Research Shining Light On Quantum Matter
What is quantum matter?
Our everyday interactions with the world around us are determined entirely by classical physics. Objects have well defined positions, they respond to the application of forces according to Newton’s Laws, and nothing appears probabilistic. However, at the subatomic scale, in which one considers the behavior of, say, individual electrons, the universe behaves in a very different manner. The physics at this scale is instead described by a theory known as quantum mechanics, in which subatomic particles are viewed as waves instead of point particles. Nature does everything in its power to hide its quantum reality from us, which is why our world appears so classical in the first place. Thus, although solids are comprised of millions and millions and millions of “wave-like” electrons which all interact in an indisputably quantum mechanical fashion, at the end of the day almost all materials are well described by classical physics. Despite the complexity of quantum mechanics at the microscopic scale, the macroscopic measurements of a material give classical results.
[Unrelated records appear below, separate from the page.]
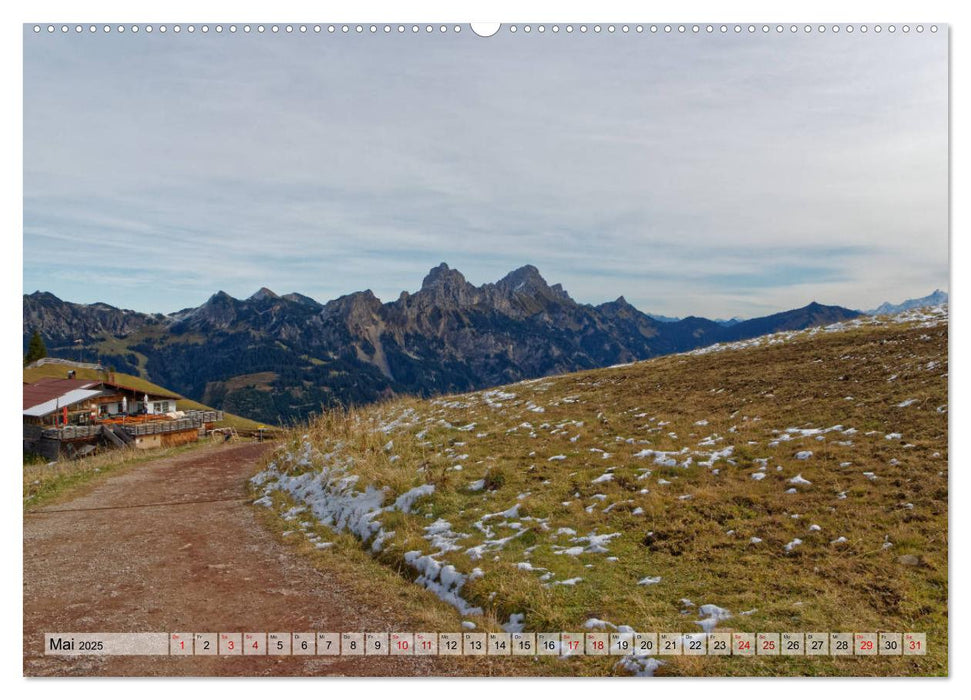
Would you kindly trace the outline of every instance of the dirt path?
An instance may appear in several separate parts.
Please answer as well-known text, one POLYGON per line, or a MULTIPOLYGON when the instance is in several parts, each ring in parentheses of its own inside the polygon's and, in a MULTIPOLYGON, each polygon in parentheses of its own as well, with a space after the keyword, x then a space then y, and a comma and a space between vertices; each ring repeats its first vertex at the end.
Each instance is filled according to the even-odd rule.
MULTIPOLYGON (((461 673, 441 657, 54 657, 45 632, 410 629, 355 603, 261 528, 246 479, 264 445, 206 447, 111 477, 24 516, 24 674, 461 673)), ((468 668, 466 666, 466 672, 468 668)))

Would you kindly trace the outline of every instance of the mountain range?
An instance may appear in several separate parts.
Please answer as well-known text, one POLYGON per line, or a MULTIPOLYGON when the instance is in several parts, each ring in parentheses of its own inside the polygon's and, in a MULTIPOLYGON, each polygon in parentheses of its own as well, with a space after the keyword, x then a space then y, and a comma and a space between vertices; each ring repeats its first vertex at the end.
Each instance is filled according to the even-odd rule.
POLYGON ((35 292, 24 295, 23 333, 25 347, 36 329, 52 355, 97 359, 208 405, 286 423, 322 407, 469 391, 858 315, 813 302, 731 325, 661 322, 622 296, 579 304, 532 265, 477 287, 442 263, 420 290, 387 303, 370 290, 321 304, 262 288, 146 314, 35 292))
MULTIPOLYGON (((677 323, 681 320, 679 316, 663 316, 661 314, 648 314, 648 316, 661 323, 677 323)), ((734 316, 732 318, 715 318, 712 320, 719 326, 734 326, 736 323, 741 323, 745 319, 741 316, 734 316)))
POLYGON ((940 289, 935 289, 926 297, 920 297, 919 299, 907 299, 899 304, 891 304, 889 301, 885 301, 877 308, 864 311, 863 313, 865 313, 867 316, 899 314, 903 311, 921 309, 926 306, 941 306, 947 303, 947 298, 947 292, 942 292, 940 289))

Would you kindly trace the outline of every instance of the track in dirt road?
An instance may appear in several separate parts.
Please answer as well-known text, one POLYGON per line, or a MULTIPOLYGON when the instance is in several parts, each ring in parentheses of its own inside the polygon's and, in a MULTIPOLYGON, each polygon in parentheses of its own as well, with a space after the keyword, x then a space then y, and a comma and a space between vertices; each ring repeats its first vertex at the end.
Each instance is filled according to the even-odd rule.
MULTIPOLYGON (((440 676, 445 657, 58 657, 45 632, 391 631, 263 529, 246 480, 265 445, 139 465, 24 515, 24 675, 440 676)), ((393 615, 393 613, 392 613, 393 615)))

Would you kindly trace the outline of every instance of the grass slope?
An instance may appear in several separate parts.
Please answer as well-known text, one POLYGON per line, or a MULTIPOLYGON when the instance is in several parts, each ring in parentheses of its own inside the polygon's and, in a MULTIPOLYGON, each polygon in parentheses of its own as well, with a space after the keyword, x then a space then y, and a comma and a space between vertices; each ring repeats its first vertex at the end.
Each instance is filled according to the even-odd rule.
MULTIPOLYGON (((41 365, 40 367, 25 367, 24 368, 24 381, 25 382, 36 382, 44 377, 58 377, 63 378, 66 376, 67 367, 57 364, 41 365)), ((105 378, 103 372, 99 372, 94 369, 85 368, 71 368, 77 373, 78 379, 96 379, 101 380, 105 378)), ((147 391, 149 393, 153 391, 161 392, 164 394, 174 394, 175 392, 170 391, 164 387, 158 386, 157 384, 152 384, 146 379, 141 377, 135 377, 131 374, 124 374, 123 372, 115 372, 115 381, 124 386, 130 386, 139 391, 147 391)), ((199 411, 212 411, 214 409, 201 404, 198 401, 193 401, 191 399, 181 398, 179 399, 178 406, 180 410, 199 410, 199 411)), ((243 418, 242 416, 233 415, 232 413, 223 412, 223 420, 216 424, 217 427, 226 428, 236 428, 236 430, 256 430, 263 425, 257 423, 249 418, 243 418)))
POLYGON ((484 611, 455 625, 697 632, 713 604, 731 612, 716 631, 922 631, 929 652, 661 657, 658 674, 944 675, 947 376, 946 312, 858 319, 330 413, 254 488, 327 556, 374 552, 406 579, 408 552, 453 565, 484 611), (389 533, 376 547, 349 532, 362 513, 389 533))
Quantum matter is simply the opposite. These materials often possess electrons which strongly interact with one another, so that the “quantum-ness” cannot be ignored. In a sense, classical physics breaks down and one is forced to use quantum mechanics to describe their properties. There are many forms of quantum matter and scientists all over the world are uncovering more every day. Each type constitutes an entirely new phases of matter with remarkable properties which may one day lead to a technological revolution. Already, the theoretical and experimental ground work for a new class of computers based on quantum matter – “quantum computers” – is being laid. The technology of our’s and past’s generations has been entirely classical but the technology of future generations is indisputably quantum.
The Institute For Quantum Matter (IQM)
The Johns Hopkins University
In my graduate school research within the Complex Material Spectroscopy Group at the IQM, I used low energy terahertz light to study the electrodynamics of quantum states of matter. I designed and built low temperature spectroscopy experiments to study both magnetic excitations in quantum magnets and charge dynamics in topological insulators.
Obtaining The Magnetic Susceptibility From A Time-Domain THz Experiment
Among some of the more novel contributions of my research at the IQM, I helped develop a method of extracting the optical magnetic susceptibility from a time-domain THz measurement. I’ve now made the code which performs this analysis (and much much more) public. My analysis procedures can now be accessed on my personal Github page.
The Institute For Quantum Information And Matter (IQIM)
The California Institute Of Technology
Beginning August, 1st, 2017, I’ll be joining the Hsieh Research Group within the IQIM to continue searching for quantum materials with light. Here I expect to expand my experimental repertoire to infrared frequencies through second harmonic generation and pump-probe spectroscopy techniques.